All on-body trials were performed under a protocol approved by the Institutional Review Board (IRB) at Johns Hopkins University (IRB00134667). All participants provided written informed consent before participation. Participants read the study participation informative document and signed the corresponding informed consent. To assess the influence of speed on sweat chloride and sweat rate, five healthy subjects (four males, one female) were asked to walk or jog on a treadmill (Cybex 530 T) at 1.8, 2.0, and 2.2 m s−1 (Fig. 1a). The subjects consumed no food or water in the 3 h before the trial and 5 mL kg−1 of bodyweight water was provided before the start of each trial. To measure the sweat chloride concentration and sweat volume, we used a wearable sweat sensor (Fig. 1b, c) and a Macroduct (Wescor) sweat collection device[2,3]. Details of sensor design and performance are provided in Supplementary Fig. S2. To determine sensor stabilization time (ts) and the sweat volume collected in the Macroduct device, customized MATLAB and LabVIEW codes were employed, respectively[3,11]. The sensors were attached to the forearm of each subject using a commercial adhesive bandage (Nexcare, Tegaderm). All trials were performed at constant temperature (24.9 ± 0.2 °C) and relative humidity (47.1 ± 17.0%), and identical t-shirt and shorts were provided to all participants.

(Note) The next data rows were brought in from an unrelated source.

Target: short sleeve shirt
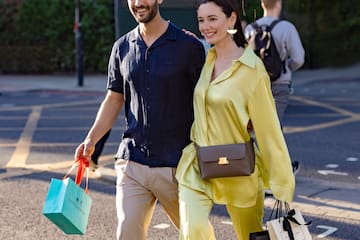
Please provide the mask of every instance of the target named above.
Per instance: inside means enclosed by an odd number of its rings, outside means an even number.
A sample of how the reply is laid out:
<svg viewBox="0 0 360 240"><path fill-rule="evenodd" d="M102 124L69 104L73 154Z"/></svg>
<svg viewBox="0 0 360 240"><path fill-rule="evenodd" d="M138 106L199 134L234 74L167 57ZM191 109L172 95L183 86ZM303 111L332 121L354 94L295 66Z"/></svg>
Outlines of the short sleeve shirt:
<svg viewBox="0 0 360 240"><path fill-rule="evenodd" d="M108 89L124 94L127 124L117 158L177 166L190 142L193 90L204 60L201 42L172 23L150 47L139 27L115 42Z"/></svg>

To compare the walking tests to standard sweat tests, 11 healthy subjects first completed a conventional laboratory sweat test. Sweat was induced by pilocarpine iontophoresis on the left forearm (Wescor, Model 3700) and collected using a Macroduct for 30 min[1]. The collected sweat sample was transferred to an air-tight tube and stored in a refrigerator. Within 1 h after the conventional sweat test, subjects completed a walking trial on the treadmill at 1.8 m s−1 with a wearable sensor on the right forearm. Subjects were asked to walk for 30 min but walked for longer if the sweat volume collected in Macroduct was <15 μL. The trials were terminated regardless of the collected sweat volume whenever the subjects wanted to stop walking. During the walking trials, a sweat sample was collected using a Macroduct collection device on the left forearm, but at a different location from where iontophoresis was performed. Sweat samples (obtained from pilocarpine iontophoresis and exercise) were analyzed at the Johns Hopkins Chemical Core Laboratory.